Obs. Also 5 tarter, -yr, -or, 56 -ir, (6 tarterus, tartarium). [= OF. tartare, tartaire (c. 1300 in Godef.), med.L. tartarium, tartarens (pannus) cloth of Tartary. Cf. TARS, TARTARIN1 2, and quot. 1880.] A rich kind of cloth, probably silk, used in 15th and 16th centuries; the same as TARTARIN1 2.
1473. Acc. Ld. High Treas. Scotl., I. 16. Item, for v. elne of tartar to lyne a gowne of clath of gold to the King. Ibid. (1488), 85. Item, a couering of variand purpir tartar, browdin with thrissillis and a vnicorne. Ibid. (1494) 224. j ell of tartor to lyne the hud. Ibid. (1496), 298. Item, for viij elne of tartyr, to the Kingis jakat of clath of gold, vijli. iiijs.

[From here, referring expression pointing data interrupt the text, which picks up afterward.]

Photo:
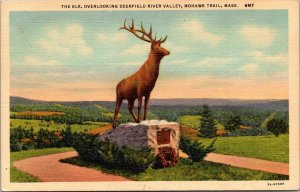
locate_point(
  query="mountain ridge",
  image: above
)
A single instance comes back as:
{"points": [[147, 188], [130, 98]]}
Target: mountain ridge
{"points": [[169, 102]]}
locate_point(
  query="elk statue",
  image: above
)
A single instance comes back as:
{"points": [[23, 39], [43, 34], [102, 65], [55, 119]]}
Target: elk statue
{"points": [[141, 83]]}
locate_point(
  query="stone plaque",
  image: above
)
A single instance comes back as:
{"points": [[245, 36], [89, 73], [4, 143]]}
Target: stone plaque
{"points": [[163, 137]]}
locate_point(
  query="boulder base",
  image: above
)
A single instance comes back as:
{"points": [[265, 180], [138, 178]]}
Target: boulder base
{"points": [[154, 134]]}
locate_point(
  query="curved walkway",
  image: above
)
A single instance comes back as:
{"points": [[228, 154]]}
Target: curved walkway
{"points": [[246, 162], [49, 169]]}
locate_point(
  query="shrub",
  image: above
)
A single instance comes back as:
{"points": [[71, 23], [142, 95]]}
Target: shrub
{"points": [[87, 146], [277, 126], [166, 157], [67, 137], [196, 150], [108, 153], [233, 123], [15, 145], [248, 132], [135, 160]]}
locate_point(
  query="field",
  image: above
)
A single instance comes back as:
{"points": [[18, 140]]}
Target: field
{"points": [[261, 147], [193, 121], [38, 113], [38, 124], [19, 176], [185, 170]]}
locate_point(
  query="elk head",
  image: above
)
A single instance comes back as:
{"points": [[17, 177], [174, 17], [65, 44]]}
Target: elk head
{"points": [[155, 44]]}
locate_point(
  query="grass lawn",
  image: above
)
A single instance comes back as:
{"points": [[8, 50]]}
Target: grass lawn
{"points": [[193, 121], [261, 147], [52, 126], [20, 176], [186, 171], [266, 121]]}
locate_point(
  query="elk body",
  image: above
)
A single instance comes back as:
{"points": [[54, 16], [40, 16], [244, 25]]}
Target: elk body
{"points": [[141, 83]]}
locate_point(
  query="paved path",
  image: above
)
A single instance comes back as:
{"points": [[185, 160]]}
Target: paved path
{"points": [[49, 169], [246, 162]]}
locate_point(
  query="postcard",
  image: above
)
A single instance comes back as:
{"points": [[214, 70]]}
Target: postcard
{"points": [[149, 95]]}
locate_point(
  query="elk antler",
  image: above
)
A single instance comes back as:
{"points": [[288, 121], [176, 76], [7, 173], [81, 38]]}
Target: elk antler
{"points": [[143, 32]]}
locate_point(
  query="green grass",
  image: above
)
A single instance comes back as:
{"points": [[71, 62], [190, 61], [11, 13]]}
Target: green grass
{"points": [[52, 126], [261, 147], [186, 171], [20, 176], [193, 121], [266, 121]]}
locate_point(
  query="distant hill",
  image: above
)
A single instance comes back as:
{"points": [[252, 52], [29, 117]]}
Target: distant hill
{"points": [[266, 104]]}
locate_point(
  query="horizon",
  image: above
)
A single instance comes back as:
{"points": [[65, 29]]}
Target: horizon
{"points": [[232, 99], [62, 56]]}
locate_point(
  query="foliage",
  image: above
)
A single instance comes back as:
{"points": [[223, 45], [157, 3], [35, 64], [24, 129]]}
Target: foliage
{"points": [[67, 137], [207, 126], [135, 160], [110, 155], [248, 132], [53, 126], [166, 157], [107, 153], [233, 123], [87, 147], [194, 121], [185, 171], [195, 149], [277, 126]]}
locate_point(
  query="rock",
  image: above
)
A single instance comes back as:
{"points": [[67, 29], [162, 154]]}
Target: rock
{"points": [[154, 134]]}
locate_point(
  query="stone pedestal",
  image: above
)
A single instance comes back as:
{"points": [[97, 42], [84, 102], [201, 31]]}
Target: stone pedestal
{"points": [[156, 134]]}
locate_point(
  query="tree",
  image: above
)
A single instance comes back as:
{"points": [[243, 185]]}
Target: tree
{"points": [[207, 125], [277, 126], [233, 123]]}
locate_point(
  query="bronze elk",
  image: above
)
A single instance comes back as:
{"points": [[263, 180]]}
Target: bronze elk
{"points": [[141, 83]]}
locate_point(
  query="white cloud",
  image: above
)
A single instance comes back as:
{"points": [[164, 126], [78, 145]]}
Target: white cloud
{"points": [[174, 48], [217, 87], [196, 32], [178, 62], [258, 36], [35, 61], [103, 38], [249, 68], [215, 62], [280, 58], [138, 49], [65, 42]]}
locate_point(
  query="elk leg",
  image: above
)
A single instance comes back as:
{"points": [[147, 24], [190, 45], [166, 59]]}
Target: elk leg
{"points": [[146, 106], [130, 108], [117, 109], [140, 101]]}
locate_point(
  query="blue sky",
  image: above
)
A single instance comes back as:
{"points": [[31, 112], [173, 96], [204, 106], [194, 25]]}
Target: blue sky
{"points": [[214, 54]]}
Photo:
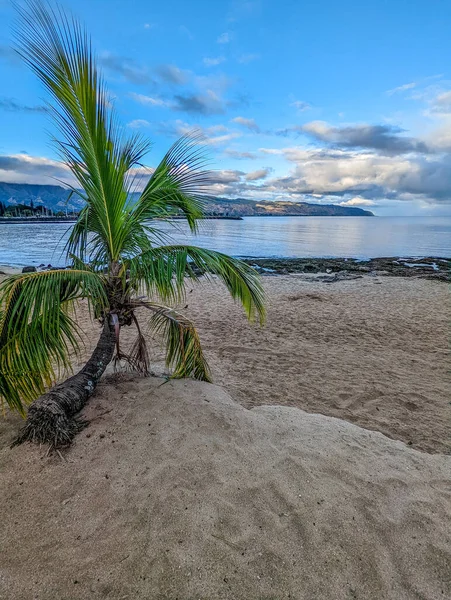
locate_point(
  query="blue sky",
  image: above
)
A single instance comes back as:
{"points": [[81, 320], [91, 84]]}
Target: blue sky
{"points": [[323, 101]]}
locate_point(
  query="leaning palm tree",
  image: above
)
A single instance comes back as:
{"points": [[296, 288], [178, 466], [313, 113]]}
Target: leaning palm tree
{"points": [[120, 260]]}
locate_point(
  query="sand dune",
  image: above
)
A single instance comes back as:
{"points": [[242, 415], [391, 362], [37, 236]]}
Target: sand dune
{"points": [[176, 491], [373, 351]]}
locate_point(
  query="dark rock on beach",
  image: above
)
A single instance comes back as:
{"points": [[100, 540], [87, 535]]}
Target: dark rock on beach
{"points": [[429, 268]]}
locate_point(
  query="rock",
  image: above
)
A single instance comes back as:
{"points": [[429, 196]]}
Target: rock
{"points": [[310, 268]]}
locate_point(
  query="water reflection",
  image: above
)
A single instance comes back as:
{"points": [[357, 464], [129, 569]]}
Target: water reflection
{"points": [[22, 244]]}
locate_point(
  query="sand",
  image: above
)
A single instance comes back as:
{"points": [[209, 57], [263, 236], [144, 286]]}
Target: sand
{"points": [[373, 351], [186, 490], [177, 491]]}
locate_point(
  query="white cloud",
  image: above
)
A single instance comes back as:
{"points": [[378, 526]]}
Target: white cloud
{"points": [[402, 88], [247, 123], [148, 100], [247, 58], [257, 175], [300, 105], [213, 62]]}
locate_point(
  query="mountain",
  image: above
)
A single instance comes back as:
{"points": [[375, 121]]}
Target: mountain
{"points": [[57, 198], [247, 208]]}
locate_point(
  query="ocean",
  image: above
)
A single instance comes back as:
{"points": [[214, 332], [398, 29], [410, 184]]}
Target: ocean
{"points": [[358, 237]]}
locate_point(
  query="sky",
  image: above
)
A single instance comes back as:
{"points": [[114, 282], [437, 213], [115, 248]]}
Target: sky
{"points": [[320, 101]]}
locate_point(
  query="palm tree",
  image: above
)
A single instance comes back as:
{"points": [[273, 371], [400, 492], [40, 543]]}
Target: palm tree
{"points": [[118, 261]]}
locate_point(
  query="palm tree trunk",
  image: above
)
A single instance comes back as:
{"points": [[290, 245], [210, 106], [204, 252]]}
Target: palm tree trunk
{"points": [[52, 418]]}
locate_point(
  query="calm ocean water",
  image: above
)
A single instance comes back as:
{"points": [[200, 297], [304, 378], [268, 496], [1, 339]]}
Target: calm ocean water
{"points": [[359, 237]]}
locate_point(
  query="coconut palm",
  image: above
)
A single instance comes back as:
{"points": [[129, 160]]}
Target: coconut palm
{"points": [[120, 260]]}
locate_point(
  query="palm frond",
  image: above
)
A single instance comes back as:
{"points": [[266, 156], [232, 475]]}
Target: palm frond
{"points": [[38, 335], [183, 349], [176, 185], [163, 271], [94, 147]]}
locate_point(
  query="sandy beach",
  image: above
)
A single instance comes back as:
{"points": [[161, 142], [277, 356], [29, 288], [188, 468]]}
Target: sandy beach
{"points": [[178, 490], [373, 351]]}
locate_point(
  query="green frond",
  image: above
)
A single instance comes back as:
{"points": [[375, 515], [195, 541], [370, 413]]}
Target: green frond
{"points": [[38, 335], [163, 271], [176, 185], [95, 148], [183, 349]]}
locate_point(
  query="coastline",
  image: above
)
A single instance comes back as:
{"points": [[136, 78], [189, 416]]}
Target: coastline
{"points": [[431, 267]]}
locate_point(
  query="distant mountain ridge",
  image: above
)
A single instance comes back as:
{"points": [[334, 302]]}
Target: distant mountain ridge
{"points": [[58, 198]]}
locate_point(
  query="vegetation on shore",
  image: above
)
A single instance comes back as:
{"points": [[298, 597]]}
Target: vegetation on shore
{"points": [[131, 264]]}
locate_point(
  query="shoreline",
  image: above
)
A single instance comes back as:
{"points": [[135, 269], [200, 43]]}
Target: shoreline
{"points": [[432, 267]]}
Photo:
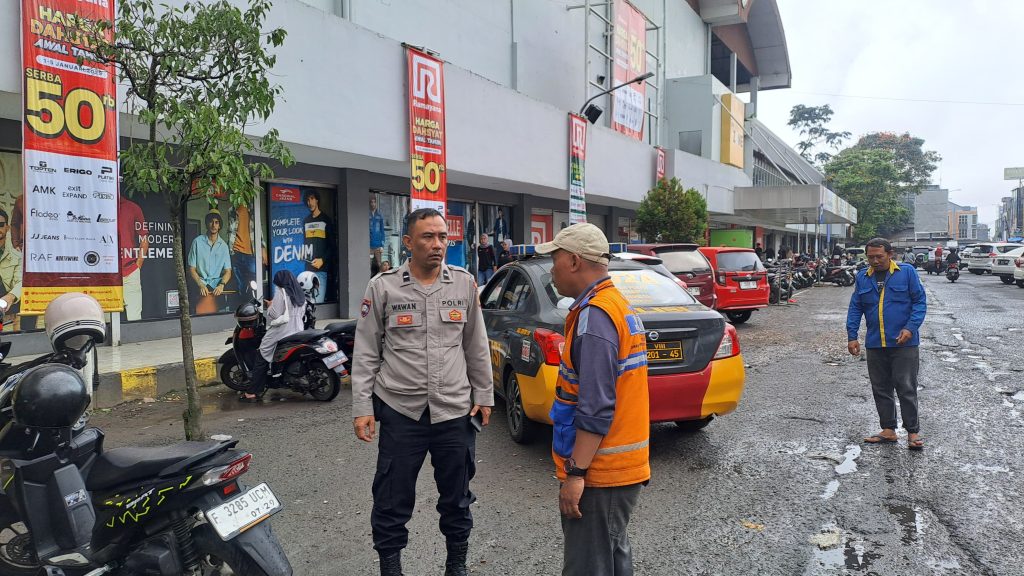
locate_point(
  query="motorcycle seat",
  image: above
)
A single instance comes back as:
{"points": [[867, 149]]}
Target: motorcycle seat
{"points": [[340, 326], [303, 336], [123, 465]]}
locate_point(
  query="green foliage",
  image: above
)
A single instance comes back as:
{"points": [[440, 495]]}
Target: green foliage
{"points": [[668, 213], [811, 122], [197, 76]]}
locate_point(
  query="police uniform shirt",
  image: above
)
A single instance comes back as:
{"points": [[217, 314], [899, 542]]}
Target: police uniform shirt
{"points": [[421, 345]]}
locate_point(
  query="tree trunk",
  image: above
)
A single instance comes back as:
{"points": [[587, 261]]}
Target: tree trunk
{"points": [[193, 416]]}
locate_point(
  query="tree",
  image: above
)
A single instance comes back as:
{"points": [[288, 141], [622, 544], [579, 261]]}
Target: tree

a. 1500. Flower & Leaf, 212. On every trumpe hanging a brood banere Of fyn tartarium, were ful richly bete.
1501. Acc. Ld. High Treas. Scotl., II. 28. Item, for half an eine tartir to the tothir scarlet hos to bordour thaim with.
1502. Arnolde, Chron., 73. Item of carde, bokram, fustian, clothes of gold and of silke, veluet, damask, sateyn, taffata, tarterus, couerchis, the same broker shall haue for the valur of euery xx. s. iij. dl.
1602. Segar, Hon. Mil. & Civ., II. xi. 71. One Knight shall giue him his shirt, another his hose, the third his dublet, another shall apparell him in a kertle of red Tartar.
[1880. Birdwood, Ind. Arts, II. 73. Tartariums, Colonel Yule believes, were so called not because they were made in Tartary, but because they were brought from China through the Tartar dominions.]
b. Comb. Tartar-satin.
14834. in Swayne, Sarum Churchw. Acc. (1896), 35. Pro tribus le nailes de tartersaten pro emendacione vestamenti.